Over the 4 years since the publication of the review, several trials have further explored the potential benefits of probiotics in the ICU, but have not changed this basic conclusion. for example, a Multinational test 2021 published in the lancet randomized more than 2,600 patients to probiotics or placebo and showed no effect on the incidence of VAP (21.9% vs. 21.3%).

Lead author of the 2018 review, Heather A. Vitko, PhD, an associate professor in the Department of Acute and Tertiary Care at the University of Pittsburgh, Pennsylvania, School of Nursing, also emphasized that the potential for benefit cannot be considered without the risk potential. She, like Mayer, cited case studies implicating probiotics in systemic infections.

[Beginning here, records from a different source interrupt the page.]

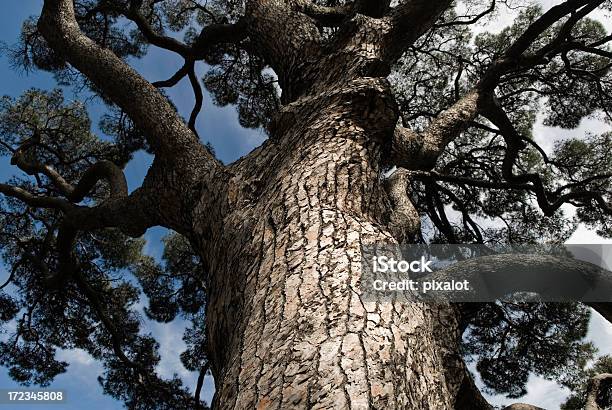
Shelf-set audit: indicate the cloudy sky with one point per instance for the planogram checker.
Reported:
(221, 128)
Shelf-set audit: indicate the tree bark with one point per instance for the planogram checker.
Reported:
(287, 325)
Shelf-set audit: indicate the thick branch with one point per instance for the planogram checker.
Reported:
(599, 392)
(407, 22)
(533, 273)
(33, 200)
(413, 150)
(405, 222)
(103, 170)
(326, 16)
(372, 8)
(150, 111)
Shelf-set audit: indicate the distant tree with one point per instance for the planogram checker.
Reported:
(592, 388)
(265, 260)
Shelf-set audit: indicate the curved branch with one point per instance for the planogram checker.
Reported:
(102, 170)
(165, 131)
(176, 77)
(405, 222)
(419, 151)
(407, 22)
(35, 201)
(502, 273)
(327, 16)
(197, 91)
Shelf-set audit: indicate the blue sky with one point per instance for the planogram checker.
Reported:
(221, 128)
(217, 125)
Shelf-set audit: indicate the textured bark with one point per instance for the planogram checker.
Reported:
(280, 231)
(287, 325)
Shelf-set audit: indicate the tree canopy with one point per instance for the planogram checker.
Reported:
(468, 98)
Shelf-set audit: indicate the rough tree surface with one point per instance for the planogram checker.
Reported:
(266, 262)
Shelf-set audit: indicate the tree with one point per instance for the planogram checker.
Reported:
(587, 390)
(265, 261)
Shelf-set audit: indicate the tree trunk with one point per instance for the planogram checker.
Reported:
(287, 325)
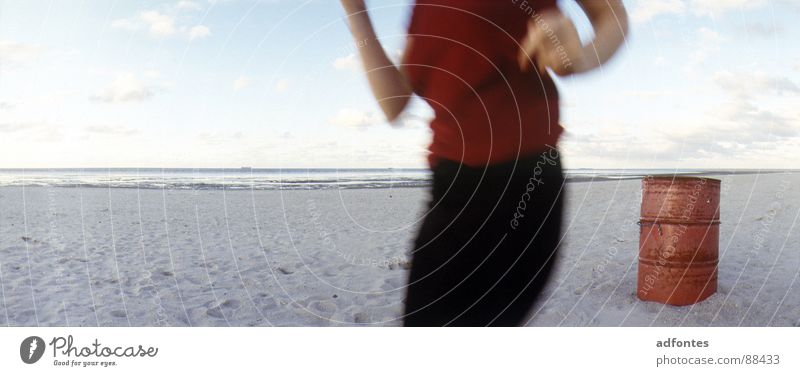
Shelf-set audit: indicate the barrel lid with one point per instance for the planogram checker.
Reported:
(678, 177)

For administration, capsules or sachets of probiotics “often need to be opened for administration through a feeding tube,” he noted. The risk of contamination comes from both air and contaminated hands, the latter of which “may cause translocation to a central line catheter where microbes have direct entry into the systemic circulation.”

He did not call for a ban on probiotics in the ICU, but recommended “a precautionary approach”, encouraging doctors to “distinguish between reality [of what has been proven] and what is presented in the commercialization of antibiotics”.

Mayer and Vitko have disclosed that they have no relevant financial relationships.